Monday, 6 April 2015

Review of 'The Powers That B' by Death Grips


The Californian experimental hip hoppers continue to push sonic boundaries on their supposedly final album, but is it an explosive enough ending to make up for their unpredictable and action-packed career?

When friends, family members and random elderly strangers in the street ask me why I like Death Grips, my response is usually something illogical and vague like ‘because they’re nuts’. The truth is, I’m not entirely sure myself as to why I love Death Grips. Their music is largely unmusical. Vocalist MC Ride sounds like a hobo whose stubbed his toe and even with a lyric sheet, it’s hard to make out whether he’s spurting out dense poetry or simply nonsense.

'I'm epiphanic amnesia! I'm in Jimmy Page's castle! I'm off the planet!' - MC Ride
In many ways, it is simply the mystery of not understanding Death Grips that is the appeal – that and the fact that their raw aggression is so primal and thrilling.

Last year, scrawled apathetically on the back of a napkin as is their style, the band announced their breakup, stating: ‘We are now at our best and so Death Grips is over’. Assuming it’s not just another publicity stunt, The Powers that B is the group’s final album.

Essentially it’s two records disguised as a double album. The first half, Niggas on the Moon, was released before the band’s breakup and I rambled briefly about it on this blog. Having listened to it a few times, I’ve grown to appreciate it. It’s the band’s most proggy album yet, consisting of complex songs with changing time signatures, interspersed with random chopped-up Bjork vocals. MC Ride’s voice meanwhile is at its most clearest, whilst his lyrics are some of his most impenetrable: ‘melanin pewter cellophane/ arms as long as their legs/ even the greys can’t/ voila’.


The second part of The Powers that B was released a couple weeks ago and is titled Jenny Death. Unlike its counterpart, there’s less progginess, less word salad and less chopped-up Bjork vocals. In fact, the glitchy Bjork vocals have been traded in completely for a new motif – guitars. Many of the songs contain distorted hardcore punk riffs – namely ‘Turned Off’ and ‘Why a Bitch Got A Lie’. Whilst Niggas on the Moon is the band’s proggiest release, Jenny Death can be viewed as their most punky.  

Prog and punk are essentially ying and yang musically – one celebrating depth and complexity, the other celebrating rawness and simplicity. Consequently, the two halves of The Powers That B don’t feel very cohesive as a whole. Maybe it was Death Grips’ intention to show how schizophrenic they can be stylistically. Personally, I feel I’m tempted to listen to one at a time rather than both as a whole, suggesting they should be two separate albums.

The album is certainly their most extreme work to date by all definitions of the word, which is something Death Grips have always tried to achieve with each release and hence would imply that this is a suitable finale to their career. The title track, ‘The Powers that B’, is their loudest and most abrasive banger since the opener to Government Plates.  ‘On GP’ meanwhile is their most depressive, containing some explicitly suicidal lyrics and ending rather powerfully on the line: ‘I’d be a liar if I sat here claiming I’d exit in a minute/ but I can’t say I wouldn’t have my limits.’. This itself is a heavy statement to end the band’s career on, and is further explored in the closing instrumental proceeding it entitled ‘Death Grips 2.0’. This closing track is the group’s fastest and most sinister sounding track so far and the ‘2.0’ in the title helps to end the album with an air of mystery – are Death Grips going to one day reform as more advanced version of themselves? Or have they reached their ‘limits’.
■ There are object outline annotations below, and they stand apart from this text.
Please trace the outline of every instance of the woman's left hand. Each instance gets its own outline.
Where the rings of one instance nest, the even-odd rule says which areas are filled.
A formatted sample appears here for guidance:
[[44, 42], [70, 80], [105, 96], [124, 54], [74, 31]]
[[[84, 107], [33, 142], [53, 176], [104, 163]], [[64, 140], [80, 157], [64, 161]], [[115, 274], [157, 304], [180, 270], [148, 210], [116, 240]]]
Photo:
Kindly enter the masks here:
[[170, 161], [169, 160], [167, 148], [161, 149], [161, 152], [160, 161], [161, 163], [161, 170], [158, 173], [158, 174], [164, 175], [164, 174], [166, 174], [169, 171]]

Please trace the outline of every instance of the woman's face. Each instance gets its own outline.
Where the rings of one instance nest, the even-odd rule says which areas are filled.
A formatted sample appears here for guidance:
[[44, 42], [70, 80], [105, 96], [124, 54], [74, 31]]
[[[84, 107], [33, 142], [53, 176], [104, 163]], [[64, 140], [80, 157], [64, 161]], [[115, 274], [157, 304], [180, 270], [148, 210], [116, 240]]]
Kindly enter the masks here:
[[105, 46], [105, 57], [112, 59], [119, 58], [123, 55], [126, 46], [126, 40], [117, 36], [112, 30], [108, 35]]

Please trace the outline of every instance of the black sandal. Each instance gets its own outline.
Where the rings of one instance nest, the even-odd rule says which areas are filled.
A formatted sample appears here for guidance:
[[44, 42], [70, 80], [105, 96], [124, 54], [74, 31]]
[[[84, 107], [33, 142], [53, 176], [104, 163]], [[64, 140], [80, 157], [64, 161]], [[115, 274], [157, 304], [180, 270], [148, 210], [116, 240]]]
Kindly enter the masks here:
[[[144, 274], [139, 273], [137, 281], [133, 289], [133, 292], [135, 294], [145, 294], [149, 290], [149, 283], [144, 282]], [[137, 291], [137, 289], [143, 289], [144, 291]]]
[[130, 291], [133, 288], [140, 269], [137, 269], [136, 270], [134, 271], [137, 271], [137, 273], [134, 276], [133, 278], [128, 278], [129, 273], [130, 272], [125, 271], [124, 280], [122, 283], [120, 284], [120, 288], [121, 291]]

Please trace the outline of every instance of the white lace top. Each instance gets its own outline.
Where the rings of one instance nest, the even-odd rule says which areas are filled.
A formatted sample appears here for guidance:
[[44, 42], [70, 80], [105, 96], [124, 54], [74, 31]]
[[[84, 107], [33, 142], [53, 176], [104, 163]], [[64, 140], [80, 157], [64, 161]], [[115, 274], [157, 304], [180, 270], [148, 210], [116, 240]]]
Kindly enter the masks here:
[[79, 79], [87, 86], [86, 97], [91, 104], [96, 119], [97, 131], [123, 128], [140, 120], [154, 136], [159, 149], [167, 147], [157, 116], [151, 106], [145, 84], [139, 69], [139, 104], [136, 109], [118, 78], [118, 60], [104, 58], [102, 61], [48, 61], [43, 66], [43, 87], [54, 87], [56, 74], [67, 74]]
Most of these standout moments happen in the second half, Jenny Death, which leaves the first half, Niggas on the Moon, feeling a bit redundant as part of the climax. That being said, the first half is still enjoyable and flows better than Jenny Death. The topic of sex is also explored more deeply on Niggas on the Moon than any previous release, with tracks like ‘Fuck me out’ and the hilariously titled ‘Have a Sad Cum’ painting it as a depressive subject. It has always been Death Grips mission to turn hip hop clich├ęs on their head, and this itself seems like an attack on sexual braggadocio. Arguably, Jenny Death contains the most blatant example – ‘Pss Pss’ being a charming trap-flavoured number about pissing on a girl’s face.

Overall, The Powers That B succeeds at doing what all Death Grips albums have done before it – it raises more questions than answers. Death Grips could never give us an explosive ending as this would require destroying the air of mystery that is so essential to their appeal. They’d have to reveal some major plot twist – ‘Death Grips were One Direction in disguise all along’ or something along those lines. Sadly, I don’t think the band have anything nearly as impressive to reveal, no dark hidden secrets, no grand plot to overthrow the music industry. However, I do believe there is more to their music than simply spontaneous noise for the sake of being noisy, and the desire to decipher this is what makes Death Grips so engaging.